Sporting Director of Manchester United
- In office 1 July 2024 – 8 December 2024
- Leader: Dave Brailsford Jean-Claude Blanc David Gill Michael Edelson Alex Ferguson

Sporting Director of Newcastle United
- In office 7 February 2022 – 19 February 2024
- Leader: Yasir Al-Rumayyan Amanda Staveley Jamie Reuben
- Chairman: Yasir Al-Rumayyan
- Preceded by: Joe Kinnear (Director of Football)
- Succeeded by: Paul Mitchell

Personal details
- Born: Daniel Ashworth 6 March 1971 (age 55)
- Occupation: Sporting Director Footballer (1989–2000)

= Dan Ashworth =

English football director (born 1971)

Daniel Ashworth (born 6 March 1971) is the Chief Football Officer for the FA. He was previously the sporting director for Premier League clubs Manchester United and Newcastle United. He also worked as technical director for West Bromwich Albion and Brighton & Hove Albion, and was FA director of elite development.

==Early life and career==
Daniel Ashworth was born on 6 March 1971. He was raised in Norfolk and studied at the College of West Anglia from 1987 to 1989. After time in the academy at Norwich City, Ashworth joined non-league club Eastbourne Town playing 21 games and scoring four goals before moving across to St. Leonards. Ashworth later spent time in the United States, coaching West Florida Fury, before returning to England to play for Wisbech Town. Ashworth left Wisbech in the autumn of 2000, following financial problems at the club.

Ashworth continued to be involved with football after retiring as a player, and was appointed academy director at Peterborough United in 2000. In 2001, he went on to become centre of excellence director at Cambridge United until March 2004 when he moved to West Bromwich Albion assisting youth team manager Aidy Boothroyd. After Boothroyd's departure in the July of that year he took over as youth team manager until he was promoted to the club's sporting and technical director in December 2007.

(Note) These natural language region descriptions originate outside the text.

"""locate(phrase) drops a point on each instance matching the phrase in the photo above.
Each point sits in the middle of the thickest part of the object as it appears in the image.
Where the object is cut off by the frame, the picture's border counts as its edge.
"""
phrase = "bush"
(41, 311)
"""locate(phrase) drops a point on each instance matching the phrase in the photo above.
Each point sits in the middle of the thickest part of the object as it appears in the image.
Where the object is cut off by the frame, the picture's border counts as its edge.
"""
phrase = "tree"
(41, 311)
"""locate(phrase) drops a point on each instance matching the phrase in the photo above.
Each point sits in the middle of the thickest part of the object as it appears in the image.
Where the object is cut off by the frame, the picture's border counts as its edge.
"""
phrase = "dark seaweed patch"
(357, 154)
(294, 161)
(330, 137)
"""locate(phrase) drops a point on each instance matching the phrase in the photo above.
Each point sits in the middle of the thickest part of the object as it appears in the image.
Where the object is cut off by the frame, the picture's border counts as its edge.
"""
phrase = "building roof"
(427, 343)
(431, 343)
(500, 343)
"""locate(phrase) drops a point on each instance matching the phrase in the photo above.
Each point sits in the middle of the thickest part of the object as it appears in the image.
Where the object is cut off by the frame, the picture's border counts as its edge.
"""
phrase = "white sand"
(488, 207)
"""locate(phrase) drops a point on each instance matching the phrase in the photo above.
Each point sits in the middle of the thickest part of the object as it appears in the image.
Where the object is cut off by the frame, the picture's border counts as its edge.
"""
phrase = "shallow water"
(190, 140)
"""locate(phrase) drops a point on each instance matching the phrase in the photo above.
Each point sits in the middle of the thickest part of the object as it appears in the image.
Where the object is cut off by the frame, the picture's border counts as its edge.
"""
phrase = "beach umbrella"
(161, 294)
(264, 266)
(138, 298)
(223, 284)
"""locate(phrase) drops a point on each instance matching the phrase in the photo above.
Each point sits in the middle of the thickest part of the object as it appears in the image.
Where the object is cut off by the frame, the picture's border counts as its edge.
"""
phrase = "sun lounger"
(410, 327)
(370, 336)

On 17 September 2012, Ashworth was appointed as the FA director of elite development. He is one of the creators of the "England DNA", an elite player development plan which aims "to help create winning senior teams, in the men's and the women's game." In August 2018, it was reported that Ashworth has been shortlisted by Manchester United as a candidate for the technical director.

In September 2018, it was announced that Ashworth had resigned his role with the FA, and would take up the post of technical director at Premier League club Brighton & Hove Albion in spring 2019. In February 2022, it was confirmed that Ashworth had agreed to join Premier League club Newcastle United, taking up the post of sporting director.

On 19 February 2024, Newcastle confirmed that they had agreed a compensation package to enable his departure from the club to join Manchester United, and that he had begun a period of gardening leave. He officially joined Manchester United as sporting director on 1 July 2024. However, just 5 months into the role, Ashworth left the club. His departure, confirmed by mutual agreement, came amid a period of transition and restructuring at the club. It was later revealed that it cost the club £4.1 million to terminate Ashworth's contract.

In May 2025 it was announced that Ashworth had been appointed as the FA's first Chief Football Officer.

==Personal life==
His sons Finn and Zac are professional footballers.